# Almost a DD



## Instg8ter (Sep 28, 2010)

Great weather and an abundance of work in the neighborhood from the hail storm has afforded me a chance to daily drive the Tempest the last few weeks when i dont need my truck for hauling stuff. Man what a joy these cars are to drive, now i truly know how they earned the "legend" status. With everything new and properly aligned the car is straight as an arrow at any speed. quick ratio steering and air bags make it easy to maneuver on turns and amazingly agile for a car of its length and weight. The front disks help bring it down quickly from the break neck speeds that are a foot push away. On the open straights and highway she drives like a Caddy and lopes along at 70 well under 3000, betting it would hit 120 well before redline with the 2:56 gear. Starts every time and is hard pressed to rise over 185 in stand still traffic. And another plus is when i pull up for a sales call, half the time i end up talking a half hour with the customer out by the car before i even break out a tape to start measuring the job, great way to break the ice with potential customers. Was a little worried that it would be pretentious to pull up in something like this but i tell them i built it with my own hands in the garage and i built it for driving.....:cool


----------



## jetstang (Nov 5, 2008)

To cool! Especiallly building it yourself. Built not bought. Also shows your skills.

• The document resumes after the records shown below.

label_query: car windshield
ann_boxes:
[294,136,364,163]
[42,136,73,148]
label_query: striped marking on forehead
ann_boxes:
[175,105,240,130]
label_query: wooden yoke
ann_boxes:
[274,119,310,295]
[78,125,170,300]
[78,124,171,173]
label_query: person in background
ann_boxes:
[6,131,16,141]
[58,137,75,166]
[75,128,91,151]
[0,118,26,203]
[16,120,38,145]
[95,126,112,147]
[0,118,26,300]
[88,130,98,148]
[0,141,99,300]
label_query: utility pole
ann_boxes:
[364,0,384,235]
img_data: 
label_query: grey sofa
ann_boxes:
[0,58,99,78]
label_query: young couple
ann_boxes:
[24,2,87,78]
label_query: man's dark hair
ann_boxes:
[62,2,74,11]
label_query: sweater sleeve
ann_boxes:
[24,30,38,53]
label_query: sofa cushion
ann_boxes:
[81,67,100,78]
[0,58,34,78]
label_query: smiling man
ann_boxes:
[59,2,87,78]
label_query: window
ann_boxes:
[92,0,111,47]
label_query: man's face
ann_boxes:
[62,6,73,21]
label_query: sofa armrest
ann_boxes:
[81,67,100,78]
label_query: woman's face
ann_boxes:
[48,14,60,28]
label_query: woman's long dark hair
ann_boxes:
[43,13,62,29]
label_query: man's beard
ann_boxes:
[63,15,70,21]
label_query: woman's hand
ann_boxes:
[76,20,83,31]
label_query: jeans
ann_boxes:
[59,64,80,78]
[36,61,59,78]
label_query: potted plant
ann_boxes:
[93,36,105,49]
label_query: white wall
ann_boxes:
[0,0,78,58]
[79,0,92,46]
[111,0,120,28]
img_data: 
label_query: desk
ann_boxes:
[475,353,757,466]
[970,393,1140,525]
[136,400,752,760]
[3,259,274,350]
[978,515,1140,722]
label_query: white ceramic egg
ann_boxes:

Just pulled my 454 out of the yard and drove it, yeah, lots of fun.. Drive it as much as you can, glad work is good.


----------



## ppurfield001 (Jan 21, 2008)

jetstang said:


> To cool! Especiallly building it yourself. Built not bought. Also shows your skills. Just pulled my 454 out of the yard and drove it, yeah, lots of fun.. Drive it as much as you can, glad work is good.



Not being able to do much of the big work on my car, I really respect guys like you that can "do it themselves." Have fun driving your car.


----------



## Eric Animal (Oct 28, 2007)

Brian, Happy to see the car is coming along so well.....when you said almost a DD, I thought you got breast augmentation!!!:lol: :cheers


----------



## geeteeohguy (Feb 2, 2008)

Great news! Few "modern car" drivers realize just how well that a well-sorted old A-body can run and drive. My '67 is much easier on my lower back than my "newer" vehicles, and it rides much better, too. These cars are simple, well designed, well thought out, and comfortable. One reason why I've never stopped driving them!! As a plus, they get better looking every year...unlike myself!


----------



## Eric Animal (Oct 28, 2007)

definately shows a potential customer that you know how to 'work"....glad you are enjoying the car!
:seeya::cheers


----------



## ALKYGTO (Mar 29, 2010)

I'd love to DD my GTO. The suspension upgrades, brake upgrades and adequit power make it a delight to drive on the highway and backroads. Unfortunately my 108 mile daily commute and the 3 mpg it gets just don't compute......


----------



## Instg8ter (Sep 28, 2010)

Yeah thats a long haul Alky, but i bet you would never be late...:rofl:

I tell you what something about driving this car on a long windy deserted country stretch on a sunny day, with a little BTO, Grand Funk or other period music and it puts you right back there in time...even though i was only 1 in 66'


----------



## jetstang (Nov 5, 2008)

I'm with you gater. I was born in Oct 65 also, don't know these cars til the 80's when they were old used cars, had my tempest then. But my 66 could of been born it the same month as me.


----------



## Too Many Projects (Nov 15, 2008)

jetstang said:


> I'm with you gater. I was born in Oct 65 also, don't know these cars til the 80's when they were old used cars, had my tempest then. But my 66 could of been born it the same month as me.


The frame assembly date stamp on my '66 Chevelle SS is my birthday, except I turned 14.......yeah I'm old and I listened to BTO and Grand Funk when their songs were released....


----------



## BearGFR (Aug 25, 2008)

Grand Funk Railroad!!! Now you're talking... my favorite band of all time.

Bear


----------